4

I am trying to grep for the hexadecimal value of a range of UTF-8 encoded characters and I only want just that specific range of characters to be returned. I currently have this:

grep -P -n "[\xB9-\xBF]" $str_st_location >> output_st.txt

But this returns every character that has any of those hex values in it hex representation i.e it returns 00B9 - FFB9 as long as the B9 is present.

Is there a way I can specify using grep that I only want the exact/specific hex value range I search for?

Sample Input:

STRING_OPEN
Open
æ–­å¼€
Ouvert
Abierto
Открыто
Abrir

Now using my grep statement, it should return the 3rd line and 6th line, but it also includes some text in my file that are Russian and Chinese because the range for languages include the hex values I'm searching for like these:

断开
Открыто

I can't give out more sample input unfortunately as it's work related.

EDIT: Actually the below code snippet worked!

grep -P  -n "[\x{00B9}-\x{00BF}]" $str_st_location > output_st.txt

It found all the corrupted characters and there were no false positives. The only issue now is that the lines with the corrupted characters automatically gets "uncorrupted" i.e when I open the file, grep's output is the corrected version of the corrupted characters. For example, it finds æ–­å¼€ and in the text file, it's show as 断开.

user2056389
  • 105
  • 2
  • 6
  • 4
    Add a sample of your input and expected output to your question, then it'll be easier for us to help you. – Tom Fenech Jun 30 '15 at 14:39
  • Maybe you can use `tr` to delete all characters outside your desired range. Use `tr` with `-c` to get complement of characters in your range and `-d` to delete them. – Mark Setchell Jul 01 '15 at 22:32

1 Answers1

3

Since you're using -P, you're probably using GNU grep, because that is a GNU grep extension. Your command works using GNU grep 2.21 with pcre 8.37 and a UTF-8 locale, however there have been bugs in the past with multi-byte characters and character ranges. You're probably using an older version, or it is possible that your locale is set to one that uses single-byte characters.

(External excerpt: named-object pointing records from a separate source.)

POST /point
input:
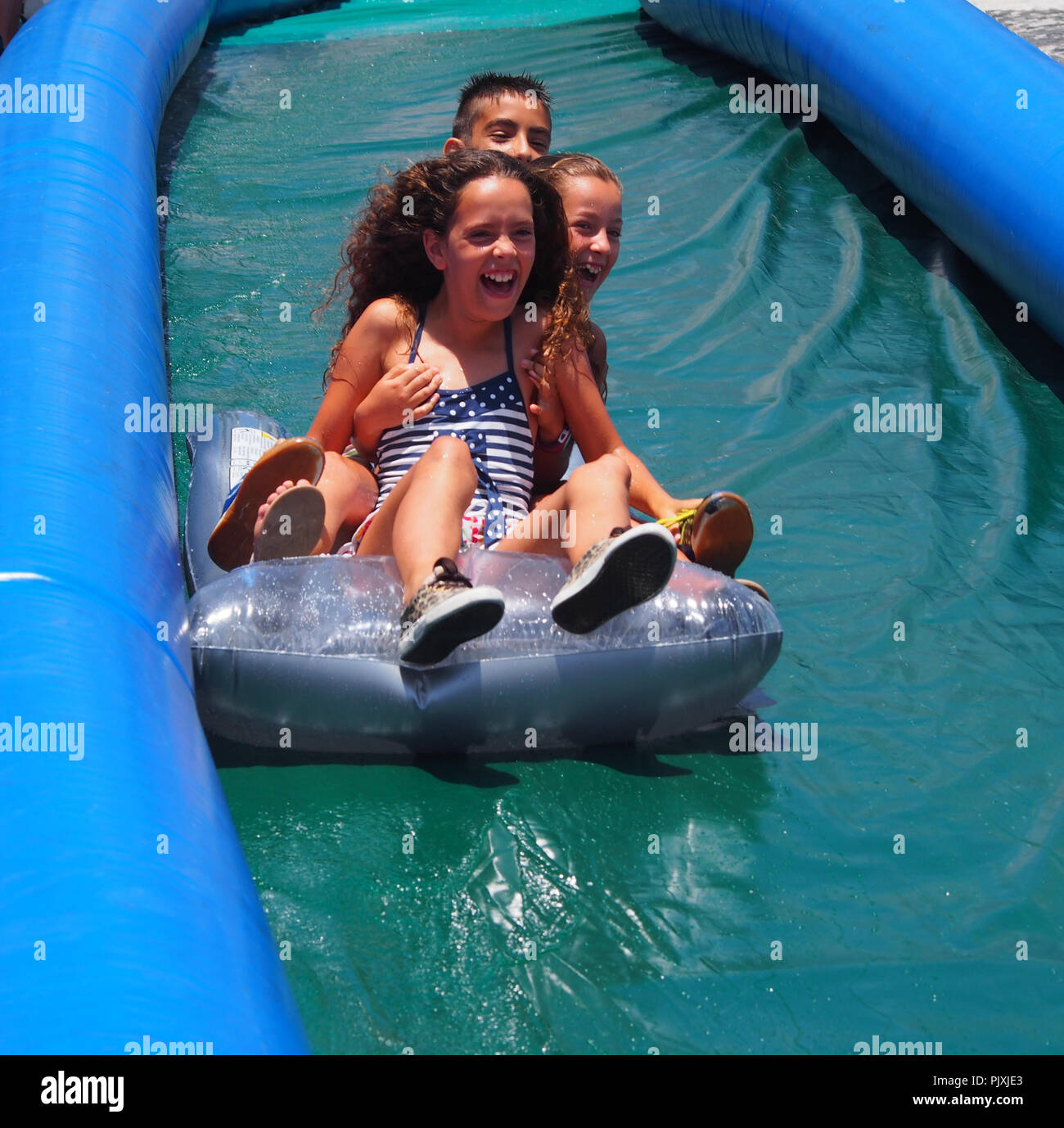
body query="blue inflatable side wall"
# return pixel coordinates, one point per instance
(128, 908)
(962, 114)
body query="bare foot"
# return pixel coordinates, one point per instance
(290, 521)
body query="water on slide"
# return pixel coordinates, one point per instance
(904, 882)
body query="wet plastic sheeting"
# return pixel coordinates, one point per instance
(629, 900)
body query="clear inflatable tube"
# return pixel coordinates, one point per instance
(303, 656)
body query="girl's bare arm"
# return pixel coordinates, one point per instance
(596, 435)
(359, 367)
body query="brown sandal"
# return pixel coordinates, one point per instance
(754, 585)
(292, 525)
(289, 460)
(719, 533)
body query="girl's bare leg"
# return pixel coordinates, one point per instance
(421, 519)
(350, 493)
(578, 515)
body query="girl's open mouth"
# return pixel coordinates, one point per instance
(500, 283)
(589, 273)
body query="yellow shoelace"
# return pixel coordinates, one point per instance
(685, 519)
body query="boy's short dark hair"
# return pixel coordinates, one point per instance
(486, 87)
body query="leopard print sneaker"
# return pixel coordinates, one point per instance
(446, 611)
(629, 567)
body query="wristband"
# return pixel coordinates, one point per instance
(559, 442)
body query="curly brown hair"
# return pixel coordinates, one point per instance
(385, 256)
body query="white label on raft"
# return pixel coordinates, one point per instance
(248, 445)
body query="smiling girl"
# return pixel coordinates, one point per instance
(438, 265)
(717, 530)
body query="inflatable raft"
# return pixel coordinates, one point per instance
(301, 654)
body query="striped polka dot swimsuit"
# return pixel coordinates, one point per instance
(492, 420)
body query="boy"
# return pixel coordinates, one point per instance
(510, 113)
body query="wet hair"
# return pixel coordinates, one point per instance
(486, 87)
(385, 255)
(557, 167)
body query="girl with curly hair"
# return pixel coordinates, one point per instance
(455, 264)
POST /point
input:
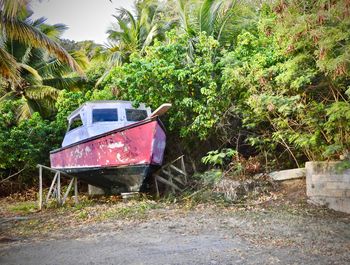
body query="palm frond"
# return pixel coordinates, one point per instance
(25, 110)
(11, 8)
(150, 37)
(34, 75)
(8, 96)
(60, 83)
(19, 30)
(8, 66)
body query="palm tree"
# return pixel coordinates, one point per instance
(217, 18)
(14, 27)
(133, 33)
(40, 75)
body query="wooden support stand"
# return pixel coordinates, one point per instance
(55, 187)
(173, 175)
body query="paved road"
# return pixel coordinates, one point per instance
(194, 239)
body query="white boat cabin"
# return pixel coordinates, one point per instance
(97, 117)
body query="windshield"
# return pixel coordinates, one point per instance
(101, 115)
(135, 114)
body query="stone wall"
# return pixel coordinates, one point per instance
(326, 185)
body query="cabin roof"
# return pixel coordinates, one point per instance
(94, 102)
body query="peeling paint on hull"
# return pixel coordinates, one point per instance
(120, 159)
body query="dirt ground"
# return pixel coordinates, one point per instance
(278, 229)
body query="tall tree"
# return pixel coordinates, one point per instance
(13, 26)
(134, 32)
(40, 75)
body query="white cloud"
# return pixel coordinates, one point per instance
(86, 19)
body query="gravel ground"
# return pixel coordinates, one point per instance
(204, 235)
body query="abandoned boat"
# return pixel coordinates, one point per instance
(112, 145)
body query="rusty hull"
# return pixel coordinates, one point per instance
(117, 161)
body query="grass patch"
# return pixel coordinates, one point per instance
(26, 207)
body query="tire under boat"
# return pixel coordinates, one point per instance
(117, 161)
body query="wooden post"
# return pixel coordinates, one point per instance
(184, 168)
(40, 187)
(59, 188)
(67, 192)
(157, 188)
(76, 190)
(51, 188)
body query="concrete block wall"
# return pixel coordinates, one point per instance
(326, 185)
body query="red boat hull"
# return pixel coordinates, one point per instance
(104, 160)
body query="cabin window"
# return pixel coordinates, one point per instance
(135, 114)
(75, 123)
(101, 115)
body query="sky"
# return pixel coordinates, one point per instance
(86, 19)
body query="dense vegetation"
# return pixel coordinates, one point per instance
(262, 79)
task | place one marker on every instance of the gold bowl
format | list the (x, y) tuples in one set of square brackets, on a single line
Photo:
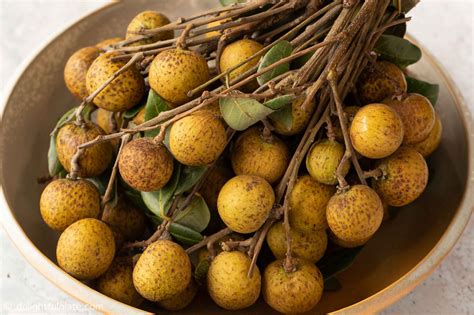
[(402, 254)]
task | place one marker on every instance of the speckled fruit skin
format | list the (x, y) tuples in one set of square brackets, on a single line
[(308, 201), (124, 216), (197, 139), (376, 131), (107, 42), (117, 282), (244, 203), (237, 52), (301, 117), (323, 160), (66, 201), (295, 292), (405, 177), (76, 69), (346, 244), (355, 215), (308, 246), (94, 160), (148, 20), (175, 72), (228, 284), (163, 270), (255, 155), (417, 115), (180, 300), (123, 93), (145, 165), (140, 117), (213, 183), (431, 143), (86, 249), (383, 80), (350, 111), (103, 120)]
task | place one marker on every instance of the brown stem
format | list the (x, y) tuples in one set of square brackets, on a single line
[(209, 239)]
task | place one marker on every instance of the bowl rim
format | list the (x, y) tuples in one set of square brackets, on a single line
[(372, 304)]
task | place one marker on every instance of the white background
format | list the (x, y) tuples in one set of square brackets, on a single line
[(445, 27)]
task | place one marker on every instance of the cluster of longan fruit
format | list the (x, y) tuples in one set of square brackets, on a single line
[(393, 133)]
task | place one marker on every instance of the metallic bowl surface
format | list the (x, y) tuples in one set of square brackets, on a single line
[(402, 254)]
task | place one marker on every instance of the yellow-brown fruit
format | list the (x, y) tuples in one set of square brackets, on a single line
[(253, 154), (117, 282), (130, 221), (355, 215), (228, 284), (417, 115), (405, 177), (380, 81), (213, 183), (148, 20), (237, 52), (65, 201), (323, 159), (431, 143), (107, 42), (104, 120), (86, 249), (308, 201), (294, 292), (162, 271), (244, 203), (346, 244), (175, 72), (123, 93), (350, 112), (180, 300), (76, 69), (376, 131), (140, 117), (93, 160), (145, 165), (308, 246), (197, 139), (300, 118)]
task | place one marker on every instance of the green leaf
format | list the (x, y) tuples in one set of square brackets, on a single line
[(429, 90), (397, 50), (101, 187), (337, 261), (200, 272), (154, 105), (241, 112), (332, 284), (54, 166), (279, 101), (159, 202), (284, 116), (184, 235), (189, 176), (281, 50), (406, 5), (131, 113), (229, 2), (196, 216)]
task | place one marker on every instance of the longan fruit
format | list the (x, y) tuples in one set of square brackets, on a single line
[(417, 115), (253, 154), (376, 131), (405, 177)]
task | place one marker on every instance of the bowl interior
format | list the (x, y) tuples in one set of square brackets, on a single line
[(40, 97)]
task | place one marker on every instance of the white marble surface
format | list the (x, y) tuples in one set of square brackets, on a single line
[(445, 27)]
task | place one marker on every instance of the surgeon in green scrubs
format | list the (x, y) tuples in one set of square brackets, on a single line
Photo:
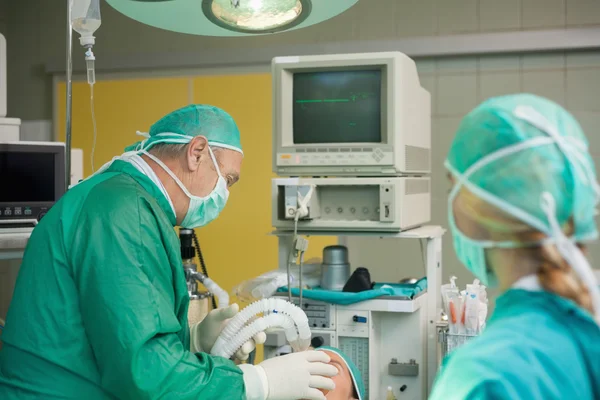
[(100, 305), (521, 211)]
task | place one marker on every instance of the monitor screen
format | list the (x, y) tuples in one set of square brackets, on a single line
[(337, 107), (27, 176)]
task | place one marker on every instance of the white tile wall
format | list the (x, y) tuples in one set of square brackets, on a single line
[(498, 84), (583, 12), (455, 94), (416, 18), (501, 15), (583, 89), (458, 84), (543, 13), (549, 84), (457, 16)]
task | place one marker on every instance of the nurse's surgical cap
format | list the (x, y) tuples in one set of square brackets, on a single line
[(553, 159)]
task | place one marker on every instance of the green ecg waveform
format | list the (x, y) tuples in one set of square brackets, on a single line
[(352, 98)]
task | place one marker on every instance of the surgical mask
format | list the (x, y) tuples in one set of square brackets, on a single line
[(201, 210), (471, 252)]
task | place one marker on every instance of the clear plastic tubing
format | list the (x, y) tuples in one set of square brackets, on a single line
[(85, 20), (299, 338), (228, 349)]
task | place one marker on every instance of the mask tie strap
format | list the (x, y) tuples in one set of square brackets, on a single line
[(571, 253)]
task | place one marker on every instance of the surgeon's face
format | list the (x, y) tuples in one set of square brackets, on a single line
[(203, 174), (344, 388)]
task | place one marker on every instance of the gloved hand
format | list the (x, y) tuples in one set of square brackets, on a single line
[(290, 377), (205, 334)]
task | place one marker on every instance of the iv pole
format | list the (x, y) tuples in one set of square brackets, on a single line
[(69, 95)]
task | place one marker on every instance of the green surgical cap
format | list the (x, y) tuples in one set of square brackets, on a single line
[(182, 125), (564, 167), (359, 385)]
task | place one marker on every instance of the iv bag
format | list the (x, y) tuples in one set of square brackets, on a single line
[(85, 19)]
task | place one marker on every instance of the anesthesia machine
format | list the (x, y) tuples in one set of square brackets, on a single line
[(352, 151)]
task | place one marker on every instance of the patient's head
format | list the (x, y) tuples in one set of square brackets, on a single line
[(348, 382)]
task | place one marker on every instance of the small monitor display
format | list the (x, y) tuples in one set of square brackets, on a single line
[(27, 177), (337, 107)]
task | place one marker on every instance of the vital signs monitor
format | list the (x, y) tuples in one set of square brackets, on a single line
[(350, 115)]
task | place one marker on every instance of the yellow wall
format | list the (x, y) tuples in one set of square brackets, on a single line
[(236, 246)]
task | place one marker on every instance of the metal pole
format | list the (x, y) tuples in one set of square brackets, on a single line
[(69, 93)]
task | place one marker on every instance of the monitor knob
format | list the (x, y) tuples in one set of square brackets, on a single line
[(317, 341)]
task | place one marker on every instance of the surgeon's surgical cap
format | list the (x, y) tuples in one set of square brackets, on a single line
[(182, 125), (563, 167)]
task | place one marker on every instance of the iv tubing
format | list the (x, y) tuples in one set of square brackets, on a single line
[(69, 95)]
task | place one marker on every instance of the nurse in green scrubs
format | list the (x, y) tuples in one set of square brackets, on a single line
[(521, 211)]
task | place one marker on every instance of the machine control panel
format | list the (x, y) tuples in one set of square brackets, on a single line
[(16, 213), (358, 156), (320, 315)]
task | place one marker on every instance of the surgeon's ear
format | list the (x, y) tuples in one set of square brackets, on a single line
[(197, 150)]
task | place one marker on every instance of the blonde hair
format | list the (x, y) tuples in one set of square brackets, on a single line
[(480, 220)]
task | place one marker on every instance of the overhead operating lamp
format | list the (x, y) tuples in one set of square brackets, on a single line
[(231, 17)]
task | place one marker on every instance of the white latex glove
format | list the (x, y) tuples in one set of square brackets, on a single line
[(205, 333), (290, 377)]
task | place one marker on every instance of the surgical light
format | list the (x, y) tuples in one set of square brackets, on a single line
[(231, 17)]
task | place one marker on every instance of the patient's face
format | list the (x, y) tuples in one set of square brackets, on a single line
[(344, 389)]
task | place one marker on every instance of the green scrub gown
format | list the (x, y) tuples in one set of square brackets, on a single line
[(100, 305), (537, 346)]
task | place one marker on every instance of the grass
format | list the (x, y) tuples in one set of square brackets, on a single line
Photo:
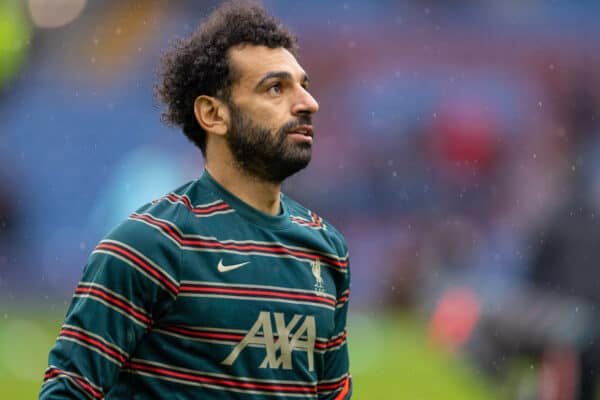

If you don't want to upgrade, it is possible to match this character range by matching individual bytes, which should work in older versions. You would need to convert the characters to bytes and search for the byte values. Assuming UTF-8, U+00B9 is C2 B9 and U+00BF is C2 BF. Setting LC_CTYPE to something that uses single-byte characters (like C) will ensure that it will match individual bytes even in versions that correctly support multi-byte characters.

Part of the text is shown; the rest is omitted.